Negative ovulation test
If the test line is lighter or MIA, it indicates that there’s no LH surge.
Tracking ovulation over five days
It’s recommended that you test for five consecutive days (or until you get a positive), ideally at the same time each day. Taking a daily photo of your strip can be a good way to compare the day-to-day progress.
For more information on how to read your results (including scenarios that don’t look like the five-day pattern above), check out our ovulation testing guide.
Two things can be happening here. First, it’s possible that you’ve missed the surge. You could have ovulated earlier or later than the days you were testing. In this case, you’ll want to adjust when you start testing for the next cycle. Note when your period ends up coming, as it’s generally safe to assume you ovulated roughly 14 days before. You can use this timing to figure out when to start testing next cycle so you don’t miss your LH surge.
If based on your period timing it seems like you should have picked up your LH surge on the days you were testing, you may want to test more frequently in the next cycle. Sometimes the LH surge can happen really quickly, peaking and coming back down again between tests. You may want to try testing two or even three times a day to make sure you’re not missing a quick peak.
The other possibility is that you’re not getting a surge. If you’re having regular cycles, no need to stress. It could be that your LH peak is below the detectable baseline. Though that makes timing harder, it wouldn’t affect your ability to get pregnant. But if your LH isn’t surging and you have irregular cycles or are used to missing a period, this could mean you’re not ovulating and should talk to your doctor as soon as possible.
What if I see a faint line but not a dark one?
Faint lines mean that the test is picking up some LH, but not the same high amounts found during a surge. By comparing your ovulation test strip results day by day, you might be able to pick out days that occur closest to a surge. You can adjust your testing times, testing two or three times a day to see if you have a quick surge that is otherwise being missed by only testing once a day.
It’s also recommended to limit your fluid intake for about two hours before you test to avoid diluting the LH in your urine. If you still can’t seem to find any surge and don’t have regular cycles, it’s time to talk to your doctor to find out if you are indeed ovulating or not.
What if I have multiple days of dark lines?

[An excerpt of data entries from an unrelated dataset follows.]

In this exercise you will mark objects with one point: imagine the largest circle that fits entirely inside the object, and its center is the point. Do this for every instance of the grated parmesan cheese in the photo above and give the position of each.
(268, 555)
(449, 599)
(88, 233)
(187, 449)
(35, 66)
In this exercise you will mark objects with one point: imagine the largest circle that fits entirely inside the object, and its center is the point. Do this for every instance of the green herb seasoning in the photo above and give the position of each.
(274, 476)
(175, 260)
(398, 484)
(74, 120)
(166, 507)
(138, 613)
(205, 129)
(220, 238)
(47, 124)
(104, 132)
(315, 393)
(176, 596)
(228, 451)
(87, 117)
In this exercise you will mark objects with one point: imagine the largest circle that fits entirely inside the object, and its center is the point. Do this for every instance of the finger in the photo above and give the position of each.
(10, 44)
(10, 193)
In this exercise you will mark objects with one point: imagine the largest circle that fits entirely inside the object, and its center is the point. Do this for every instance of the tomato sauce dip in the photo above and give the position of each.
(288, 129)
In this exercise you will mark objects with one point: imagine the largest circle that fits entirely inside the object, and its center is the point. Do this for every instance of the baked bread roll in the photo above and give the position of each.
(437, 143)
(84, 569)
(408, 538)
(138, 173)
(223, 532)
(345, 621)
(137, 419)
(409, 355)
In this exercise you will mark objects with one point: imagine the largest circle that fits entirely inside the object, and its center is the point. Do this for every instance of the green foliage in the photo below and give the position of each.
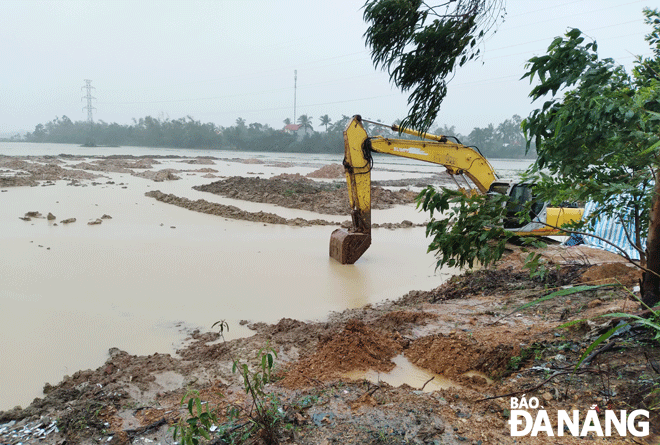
(470, 232)
(266, 417)
(594, 132)
(420, 46)
(200, 422)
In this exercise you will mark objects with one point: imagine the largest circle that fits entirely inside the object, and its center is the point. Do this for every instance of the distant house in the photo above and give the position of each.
(297, 130)
(292, 128)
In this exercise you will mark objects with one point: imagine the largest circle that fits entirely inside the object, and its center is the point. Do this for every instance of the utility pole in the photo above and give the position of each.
(88, 86)
(295, 87)
(90, 118)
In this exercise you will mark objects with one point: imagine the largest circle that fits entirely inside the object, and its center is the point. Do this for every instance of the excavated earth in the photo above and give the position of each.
(489, 332)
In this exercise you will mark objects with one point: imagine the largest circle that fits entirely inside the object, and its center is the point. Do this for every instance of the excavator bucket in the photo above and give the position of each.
(347, 247)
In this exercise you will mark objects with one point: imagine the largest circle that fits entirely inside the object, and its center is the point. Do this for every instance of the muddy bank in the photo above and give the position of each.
(203, 206)
(233, 212)
(479, 328)
(300, 192)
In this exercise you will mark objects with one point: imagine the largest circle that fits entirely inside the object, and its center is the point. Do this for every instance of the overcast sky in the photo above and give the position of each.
(219, 60)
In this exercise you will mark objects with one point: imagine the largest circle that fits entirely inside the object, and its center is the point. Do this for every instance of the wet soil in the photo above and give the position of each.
(471, 323)
(300, 192)
(493, 322)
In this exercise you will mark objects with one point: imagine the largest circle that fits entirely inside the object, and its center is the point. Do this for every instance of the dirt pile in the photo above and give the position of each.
(298, 192)
(331, 171)
(455, 355)
(523, 350)
(356, 348)
(211, 208)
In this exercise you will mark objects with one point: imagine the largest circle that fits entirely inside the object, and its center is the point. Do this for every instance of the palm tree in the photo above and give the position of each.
(305, 122)
(325, 120)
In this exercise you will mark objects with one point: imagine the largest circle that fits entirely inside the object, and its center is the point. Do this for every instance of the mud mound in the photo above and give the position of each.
(200, 160)
(211, 208)
(453, 356)
(252, 161)
(493, 281)
(292, 177)
(356, 348)
(331, 171)
(627, 275)
(159, 176)
(298, 192)
(402, 321)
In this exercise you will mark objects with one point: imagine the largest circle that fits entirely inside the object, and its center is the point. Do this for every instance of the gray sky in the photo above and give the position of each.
(218, 60)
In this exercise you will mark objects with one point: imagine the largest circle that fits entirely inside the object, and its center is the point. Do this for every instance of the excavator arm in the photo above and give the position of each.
(347, 246)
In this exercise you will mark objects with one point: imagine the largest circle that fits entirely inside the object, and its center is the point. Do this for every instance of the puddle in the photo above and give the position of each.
(405, 372)
(135, 281)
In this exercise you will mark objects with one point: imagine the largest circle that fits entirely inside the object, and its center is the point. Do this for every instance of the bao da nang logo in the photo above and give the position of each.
(602, 423)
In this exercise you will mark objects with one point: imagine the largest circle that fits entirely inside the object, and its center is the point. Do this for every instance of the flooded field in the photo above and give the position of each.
(151, 273)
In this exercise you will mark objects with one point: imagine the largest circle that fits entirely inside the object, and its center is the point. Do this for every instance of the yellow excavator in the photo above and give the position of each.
(347, 246)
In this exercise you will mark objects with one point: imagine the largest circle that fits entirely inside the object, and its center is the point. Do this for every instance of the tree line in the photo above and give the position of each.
(505, 140)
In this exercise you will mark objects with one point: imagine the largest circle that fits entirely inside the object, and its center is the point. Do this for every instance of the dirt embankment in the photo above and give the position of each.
(286, 190)
(473, 323)
(211, 208)
(299, 192)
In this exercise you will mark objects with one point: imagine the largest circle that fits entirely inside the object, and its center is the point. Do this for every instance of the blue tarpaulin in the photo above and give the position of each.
(611, 229)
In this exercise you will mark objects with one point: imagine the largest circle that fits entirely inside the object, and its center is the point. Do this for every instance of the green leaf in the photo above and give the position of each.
(597, 342)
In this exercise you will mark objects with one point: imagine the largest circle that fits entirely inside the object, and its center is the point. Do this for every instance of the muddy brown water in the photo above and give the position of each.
(143, 279)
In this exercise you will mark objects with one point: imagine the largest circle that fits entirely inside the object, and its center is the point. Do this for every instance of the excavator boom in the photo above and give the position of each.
(347, 246)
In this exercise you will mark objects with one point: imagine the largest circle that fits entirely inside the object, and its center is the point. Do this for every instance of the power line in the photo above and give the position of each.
(88, 86)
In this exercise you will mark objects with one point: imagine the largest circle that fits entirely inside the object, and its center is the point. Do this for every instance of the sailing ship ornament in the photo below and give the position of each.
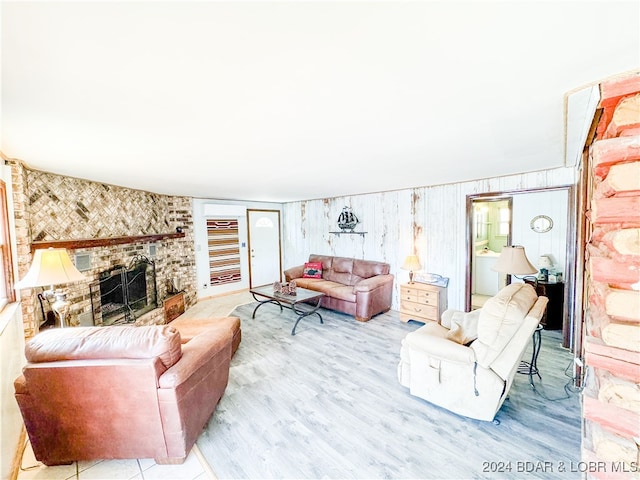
(347, 220)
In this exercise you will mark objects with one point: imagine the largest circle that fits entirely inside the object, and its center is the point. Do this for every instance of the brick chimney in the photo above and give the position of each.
(611, 400)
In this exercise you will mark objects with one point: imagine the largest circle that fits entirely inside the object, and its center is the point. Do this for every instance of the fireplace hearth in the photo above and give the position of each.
(124, 293)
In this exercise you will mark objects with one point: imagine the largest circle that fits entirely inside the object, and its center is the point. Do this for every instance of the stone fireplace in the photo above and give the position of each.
(123, 294)
(111, 227)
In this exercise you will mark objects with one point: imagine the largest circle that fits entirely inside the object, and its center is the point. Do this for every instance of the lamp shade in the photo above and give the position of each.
(545, 262)
(51, 266)
(411, 263)
(513, 260)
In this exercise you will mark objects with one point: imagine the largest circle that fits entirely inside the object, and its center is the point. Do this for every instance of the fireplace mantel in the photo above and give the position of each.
(103, 242)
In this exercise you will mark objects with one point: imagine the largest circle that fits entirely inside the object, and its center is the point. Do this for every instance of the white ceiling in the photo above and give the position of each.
(291, 100)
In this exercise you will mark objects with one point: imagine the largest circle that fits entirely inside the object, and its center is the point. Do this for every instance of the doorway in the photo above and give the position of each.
(491, 230)
(557, 243)
(265, 260)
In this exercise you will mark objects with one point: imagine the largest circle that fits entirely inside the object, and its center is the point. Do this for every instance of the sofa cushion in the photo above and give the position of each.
(312, 270)
(340, 271)
(500, 318)
(366, 269)
(191, 327)
(85, 343)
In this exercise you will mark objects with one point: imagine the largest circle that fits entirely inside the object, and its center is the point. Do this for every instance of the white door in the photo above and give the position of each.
(264, 247)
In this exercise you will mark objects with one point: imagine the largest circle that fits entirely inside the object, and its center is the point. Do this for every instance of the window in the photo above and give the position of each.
(7, 294)
(505, 220)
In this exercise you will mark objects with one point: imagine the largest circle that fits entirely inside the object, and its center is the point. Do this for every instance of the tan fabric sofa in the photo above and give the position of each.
(467, 364)
(123, 391)
(361, 288)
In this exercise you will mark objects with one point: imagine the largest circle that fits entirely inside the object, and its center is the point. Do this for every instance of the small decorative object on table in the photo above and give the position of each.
(347, 220)
(285, 288)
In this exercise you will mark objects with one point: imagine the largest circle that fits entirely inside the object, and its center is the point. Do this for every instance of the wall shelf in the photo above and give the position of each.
(349, 233)
(103, 242)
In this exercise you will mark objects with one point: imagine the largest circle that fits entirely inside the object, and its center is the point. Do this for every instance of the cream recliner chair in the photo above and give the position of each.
(467, 363)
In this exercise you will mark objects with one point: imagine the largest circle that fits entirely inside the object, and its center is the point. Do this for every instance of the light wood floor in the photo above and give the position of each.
(326, 403)
(254, 429)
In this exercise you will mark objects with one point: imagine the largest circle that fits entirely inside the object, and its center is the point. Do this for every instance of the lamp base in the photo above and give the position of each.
(61, 307)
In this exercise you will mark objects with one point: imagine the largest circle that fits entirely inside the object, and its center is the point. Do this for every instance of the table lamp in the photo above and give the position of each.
(546, 264)
(513, 261)
(411, 263)
(52, 266)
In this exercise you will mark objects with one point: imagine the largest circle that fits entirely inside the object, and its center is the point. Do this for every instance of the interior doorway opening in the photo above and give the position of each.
(491, 230)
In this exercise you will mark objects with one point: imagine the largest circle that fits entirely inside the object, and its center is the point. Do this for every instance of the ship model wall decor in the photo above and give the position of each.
(347, 220)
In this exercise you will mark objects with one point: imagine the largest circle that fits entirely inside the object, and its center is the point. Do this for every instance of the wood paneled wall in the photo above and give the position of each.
(427, 221)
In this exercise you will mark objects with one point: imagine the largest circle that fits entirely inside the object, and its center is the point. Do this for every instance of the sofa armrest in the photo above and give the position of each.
(205, 350)
(371, 283)
(293, 273)
(441, 348)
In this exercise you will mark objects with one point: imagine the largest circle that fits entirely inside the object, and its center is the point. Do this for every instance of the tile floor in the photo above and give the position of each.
(194, 467)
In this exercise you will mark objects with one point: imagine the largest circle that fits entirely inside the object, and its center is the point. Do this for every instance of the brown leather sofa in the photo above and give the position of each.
(362, 288)
(123, 391)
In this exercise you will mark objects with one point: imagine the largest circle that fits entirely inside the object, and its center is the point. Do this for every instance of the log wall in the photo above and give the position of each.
(611, 400)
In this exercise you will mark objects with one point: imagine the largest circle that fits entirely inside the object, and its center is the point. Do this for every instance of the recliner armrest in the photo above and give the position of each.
(440, 347)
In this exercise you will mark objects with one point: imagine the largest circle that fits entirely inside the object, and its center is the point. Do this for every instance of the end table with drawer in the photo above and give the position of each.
(422, 302)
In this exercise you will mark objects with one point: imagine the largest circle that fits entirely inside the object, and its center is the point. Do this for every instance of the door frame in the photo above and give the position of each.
(249, 210)
(571, 251)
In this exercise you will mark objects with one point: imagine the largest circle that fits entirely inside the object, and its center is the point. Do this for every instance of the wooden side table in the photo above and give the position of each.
(553, 317)
(173, 306)
(422, 302)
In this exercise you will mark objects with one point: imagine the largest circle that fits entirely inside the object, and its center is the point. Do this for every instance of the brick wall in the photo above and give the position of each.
(611, 400)
(50, 207)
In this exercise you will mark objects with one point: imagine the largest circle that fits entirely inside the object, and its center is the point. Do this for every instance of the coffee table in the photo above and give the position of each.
(292, 302)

If you have several days in a row of dark lines, or if you’re noticing more than one peak, time intercourse with the first high-LH day. If your cycles are regular and you get a period (or a positive pregnancy result!) about 14 days after your LH peak days, there’s no need to worry about multiple or plateaued peaks. If you’re regularly missing periods, speak to your doctor to find out if you’re ovulating.
Once you identify your peak LH day, you can estimate ovulation happening within about 12 to 36 hours and can time intercourse/insemination accordingly. Read more about how often to have sex or inseminate during your fertile window when trying to get pregnant.

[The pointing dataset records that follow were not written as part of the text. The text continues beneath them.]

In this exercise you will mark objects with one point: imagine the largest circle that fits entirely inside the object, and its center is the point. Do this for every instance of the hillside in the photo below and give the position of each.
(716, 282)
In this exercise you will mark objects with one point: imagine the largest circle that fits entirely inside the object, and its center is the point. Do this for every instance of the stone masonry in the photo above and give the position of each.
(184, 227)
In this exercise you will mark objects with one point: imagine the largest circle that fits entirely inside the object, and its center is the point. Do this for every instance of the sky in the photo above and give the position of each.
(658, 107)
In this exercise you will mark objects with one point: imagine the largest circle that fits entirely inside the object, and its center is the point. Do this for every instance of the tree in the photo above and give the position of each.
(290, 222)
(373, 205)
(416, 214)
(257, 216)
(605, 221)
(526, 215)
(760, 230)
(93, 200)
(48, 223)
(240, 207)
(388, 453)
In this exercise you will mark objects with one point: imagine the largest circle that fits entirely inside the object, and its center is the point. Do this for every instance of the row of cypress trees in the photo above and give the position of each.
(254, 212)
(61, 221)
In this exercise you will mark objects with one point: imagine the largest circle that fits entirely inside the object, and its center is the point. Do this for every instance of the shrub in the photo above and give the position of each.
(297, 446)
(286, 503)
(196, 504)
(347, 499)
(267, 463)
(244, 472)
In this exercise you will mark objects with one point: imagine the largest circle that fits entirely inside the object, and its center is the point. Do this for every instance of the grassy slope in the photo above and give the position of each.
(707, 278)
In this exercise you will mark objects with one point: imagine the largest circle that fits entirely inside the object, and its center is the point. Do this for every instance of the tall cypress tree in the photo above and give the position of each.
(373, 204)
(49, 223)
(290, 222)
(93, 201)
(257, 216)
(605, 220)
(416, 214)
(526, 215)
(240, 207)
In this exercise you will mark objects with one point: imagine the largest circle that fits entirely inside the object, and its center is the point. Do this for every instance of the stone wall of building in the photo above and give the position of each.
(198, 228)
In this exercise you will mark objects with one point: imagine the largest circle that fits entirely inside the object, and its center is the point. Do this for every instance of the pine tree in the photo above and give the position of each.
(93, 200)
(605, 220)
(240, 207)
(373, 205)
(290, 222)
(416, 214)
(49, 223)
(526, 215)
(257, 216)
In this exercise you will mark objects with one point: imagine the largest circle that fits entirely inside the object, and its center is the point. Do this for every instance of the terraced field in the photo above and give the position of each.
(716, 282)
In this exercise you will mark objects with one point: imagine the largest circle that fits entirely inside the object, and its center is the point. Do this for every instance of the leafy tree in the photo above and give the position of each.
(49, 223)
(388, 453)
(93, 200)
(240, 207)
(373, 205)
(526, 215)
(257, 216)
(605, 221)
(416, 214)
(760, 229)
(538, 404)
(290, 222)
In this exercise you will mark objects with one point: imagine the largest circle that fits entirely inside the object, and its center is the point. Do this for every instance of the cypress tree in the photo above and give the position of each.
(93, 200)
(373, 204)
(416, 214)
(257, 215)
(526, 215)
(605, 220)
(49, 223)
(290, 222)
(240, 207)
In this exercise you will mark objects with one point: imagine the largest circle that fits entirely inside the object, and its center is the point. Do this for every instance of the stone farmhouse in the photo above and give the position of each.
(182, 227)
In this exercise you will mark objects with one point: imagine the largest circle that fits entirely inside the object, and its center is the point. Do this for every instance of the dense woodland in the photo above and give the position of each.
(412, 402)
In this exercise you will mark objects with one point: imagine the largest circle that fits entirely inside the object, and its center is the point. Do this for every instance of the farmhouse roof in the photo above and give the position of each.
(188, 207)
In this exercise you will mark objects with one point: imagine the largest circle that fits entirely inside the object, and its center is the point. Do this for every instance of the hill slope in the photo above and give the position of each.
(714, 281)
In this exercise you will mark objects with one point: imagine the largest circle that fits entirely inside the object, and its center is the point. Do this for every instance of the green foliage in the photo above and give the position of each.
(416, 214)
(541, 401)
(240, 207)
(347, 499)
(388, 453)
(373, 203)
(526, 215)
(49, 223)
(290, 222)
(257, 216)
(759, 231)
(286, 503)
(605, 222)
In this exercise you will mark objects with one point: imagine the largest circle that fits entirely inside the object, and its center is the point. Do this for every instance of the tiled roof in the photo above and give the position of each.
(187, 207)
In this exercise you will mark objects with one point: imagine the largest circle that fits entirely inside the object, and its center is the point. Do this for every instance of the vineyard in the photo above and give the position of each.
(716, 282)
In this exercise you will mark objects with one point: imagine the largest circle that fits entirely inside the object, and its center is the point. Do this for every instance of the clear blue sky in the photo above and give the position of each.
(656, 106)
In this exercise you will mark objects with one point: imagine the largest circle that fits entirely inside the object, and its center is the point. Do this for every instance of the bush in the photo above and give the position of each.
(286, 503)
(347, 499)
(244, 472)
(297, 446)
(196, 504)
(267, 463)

What if I have a positive LH surge, and we’re having sex/inseminating in my fertile window but I’m not getting pregnant?
Many factors can affect your ability to become pregnant. Ovulation means that an egg is released, but fertilization of that egg and implantation of an embryo rely on the health and quality of the egg, sperm and uterine lining.

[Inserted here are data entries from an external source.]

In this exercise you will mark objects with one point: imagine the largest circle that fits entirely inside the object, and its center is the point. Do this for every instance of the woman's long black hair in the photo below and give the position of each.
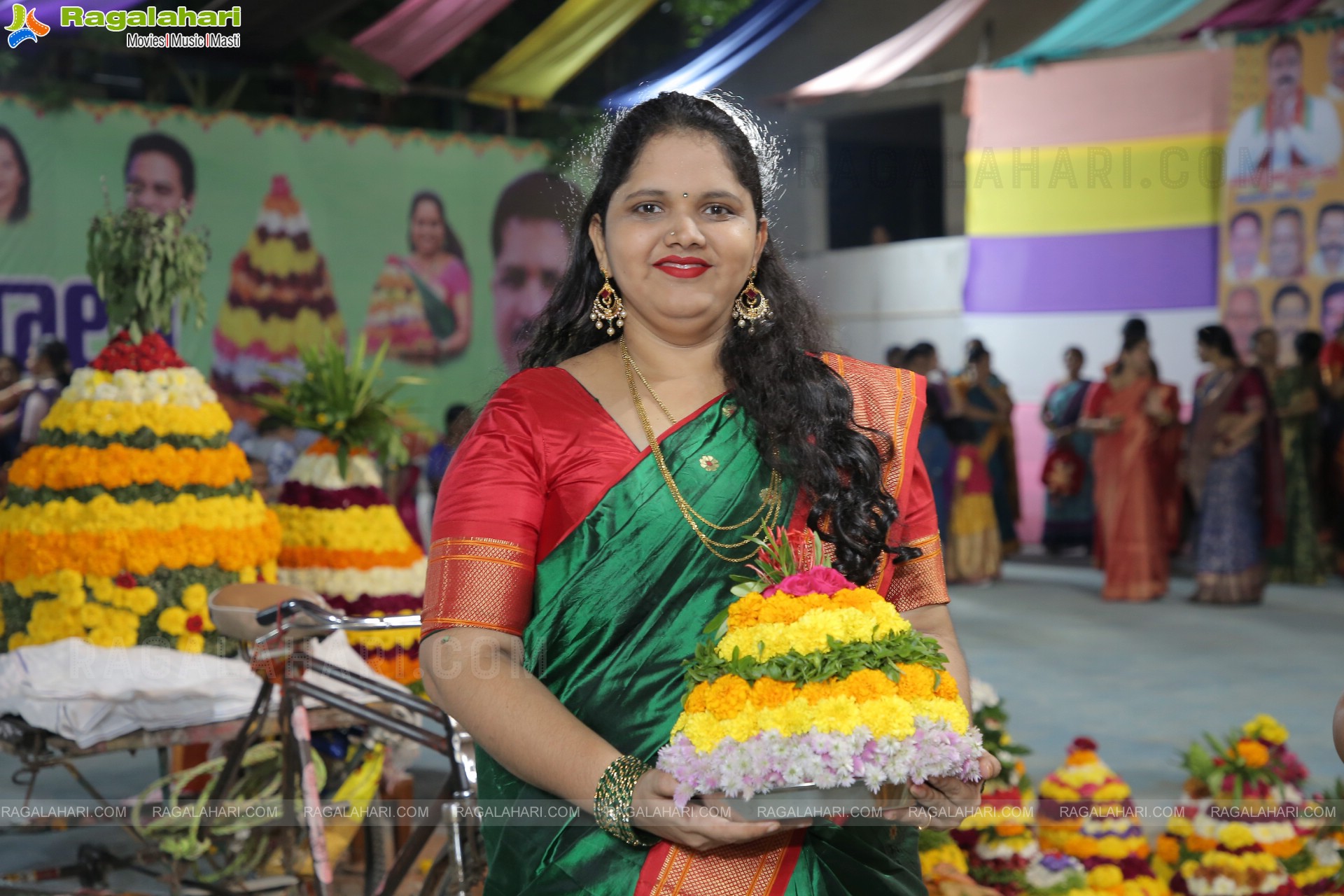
(1218, 339)
(452, 245)
(802, 409)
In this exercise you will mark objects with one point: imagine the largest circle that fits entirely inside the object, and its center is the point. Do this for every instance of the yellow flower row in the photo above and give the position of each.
(1230, 864)
(112, 418)
(1108, 793)
(781, 608)
(118, 466)
(374, 528)
(812, 630)
(726, 696)
(883, 716)
(1265, 727)
(105, 514)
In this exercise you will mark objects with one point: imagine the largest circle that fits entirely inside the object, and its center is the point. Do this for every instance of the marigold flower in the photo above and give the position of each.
(1253, 752)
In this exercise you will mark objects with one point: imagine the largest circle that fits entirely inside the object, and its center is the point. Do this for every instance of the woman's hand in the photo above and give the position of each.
(942, 804)
(705, 824)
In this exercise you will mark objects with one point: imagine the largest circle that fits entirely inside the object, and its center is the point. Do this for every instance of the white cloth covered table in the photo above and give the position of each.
(88, 694)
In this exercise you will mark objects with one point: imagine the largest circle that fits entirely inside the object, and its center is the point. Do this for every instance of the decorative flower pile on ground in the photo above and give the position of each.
(134, 505)
(809, 679)
(280, 301)
(343, 539)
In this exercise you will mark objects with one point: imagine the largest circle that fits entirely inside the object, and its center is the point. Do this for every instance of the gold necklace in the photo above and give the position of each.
(625, 356)
(768, 512)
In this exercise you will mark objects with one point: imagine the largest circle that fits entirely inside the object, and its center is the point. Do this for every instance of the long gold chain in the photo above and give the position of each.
(771, 504)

If you’ve been trying to conceive via intercourse or at-home insemination for more than 12 months and are 35 years old or younger, or if you’ve been trying for more than six months and are over 35, it’s time to talk to your doctor. And remember that there’s no need to wait if your cycles are irregular; you’ve had recurrent miscarriages; have a diagnosis such as endometriosis, PCOS or another type of hormonal imbalance; suspect an issue with the sperm side of the equation, such as low libido or erectile dysfunction; or if you simply want to empower yourself with more information.